Happy Tours motors tourists in lazy loops this side of the Japanese Friendship Bridge. The wake gently jostles the boat people, in their long fishing crafts, strung up with nets, hammocks, small covered areas in the centre where the family cooks, sleeps, rests, cleans their catch, seeks shade. This is home and work and play-space and yard and mode of transportation, docked as they are in the garbage heap that overflows down the concrete banks into the water, the boat people scavenging among the street kids, krama (the ever-present, endlessly versatile, traditional Cambodian scarf) tied around their heads and faces – to keep out the stench, the flies, the dust, the sun that beats even in this, the “cool” season. Debris and garbage drift slowly beside the docked families, among the double-decker tour boats, as children swim and splash and bathe and urinate, as others dip their feet, catch their supper, wash their clothing.
Fifteen meters away, along the crowded boardwalk, sits a small pagoda, host to some sort of ceremony: tinny music, mounds of food, extravagant traditional dress – rich, fiery colours, metallic silks that catch the sun and ripple into two and three tones.
Foreigners stroll and linger, gawking, gawked at, sun burnt, saddled with cameras and rip-off hiking gear. Old women hawk their goods, families with connections – Lexus connections (these SUV’s are notorious here as an indicator that the driver has access to big government money, and therefore quite likely corruption as well) – wander with their children, dae-leenging (“walk-playing” as they say in Khmer), snacking and chatting, as small boys, barefoot and covered in dust catch birds among their feet to be sold for use in religious ceremonies.
These are the contrasting faces of Cambodia – of Phnom Penh at least, which I am coming to see and touch – taste a little more each day – the many faces which overlap and interlay, falling into each other, jostling for my attention – so much so that I can barely look away to keep my pen moving across the page…
… I really can’t get over the falling together of faces that happen in this dusty, bustling city.

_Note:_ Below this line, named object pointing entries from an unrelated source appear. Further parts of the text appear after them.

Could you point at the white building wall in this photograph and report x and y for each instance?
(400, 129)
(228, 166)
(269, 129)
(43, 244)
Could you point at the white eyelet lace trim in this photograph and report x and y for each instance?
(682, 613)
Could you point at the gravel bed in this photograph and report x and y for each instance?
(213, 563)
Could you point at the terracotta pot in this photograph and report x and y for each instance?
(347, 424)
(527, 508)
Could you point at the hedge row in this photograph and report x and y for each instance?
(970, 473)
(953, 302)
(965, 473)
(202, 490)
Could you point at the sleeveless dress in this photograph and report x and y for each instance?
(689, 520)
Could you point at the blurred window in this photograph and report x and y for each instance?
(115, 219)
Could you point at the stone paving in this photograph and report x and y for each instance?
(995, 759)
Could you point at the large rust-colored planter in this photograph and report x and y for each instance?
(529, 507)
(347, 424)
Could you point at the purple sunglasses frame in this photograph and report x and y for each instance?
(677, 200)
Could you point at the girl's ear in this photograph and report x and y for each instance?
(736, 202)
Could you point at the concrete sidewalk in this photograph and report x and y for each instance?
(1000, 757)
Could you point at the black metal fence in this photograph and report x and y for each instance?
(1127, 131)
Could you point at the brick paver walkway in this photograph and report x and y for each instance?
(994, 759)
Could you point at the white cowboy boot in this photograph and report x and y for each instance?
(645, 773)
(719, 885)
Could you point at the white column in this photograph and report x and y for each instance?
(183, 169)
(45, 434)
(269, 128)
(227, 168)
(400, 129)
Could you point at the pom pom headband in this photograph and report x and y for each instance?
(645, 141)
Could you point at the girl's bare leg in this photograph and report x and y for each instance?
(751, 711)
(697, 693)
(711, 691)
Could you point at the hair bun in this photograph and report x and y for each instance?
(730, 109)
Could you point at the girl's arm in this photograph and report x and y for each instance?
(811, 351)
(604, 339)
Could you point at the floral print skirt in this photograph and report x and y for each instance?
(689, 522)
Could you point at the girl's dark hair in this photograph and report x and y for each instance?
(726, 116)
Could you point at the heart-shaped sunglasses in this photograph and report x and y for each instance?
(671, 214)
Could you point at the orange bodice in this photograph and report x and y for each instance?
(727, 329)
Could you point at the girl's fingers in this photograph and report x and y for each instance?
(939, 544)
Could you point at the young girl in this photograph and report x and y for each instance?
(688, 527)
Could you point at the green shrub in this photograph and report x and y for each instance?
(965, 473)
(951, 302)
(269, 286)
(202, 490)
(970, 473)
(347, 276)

Everything is falling in on itself, growing over itself, the privation neck in neck with brand-new prosperity – this city overflows and interflows with startling contrasts and beautifully dissonant juxtapositions…
Nicole Cober Bauman
18 January 2007

May 5th, 2007 at 6:25 am
Wow you write pretty Nicole! Isn’t this the story we all know so well? Where do we fit in? Where do we want to be? Where do Cambodians want us to be?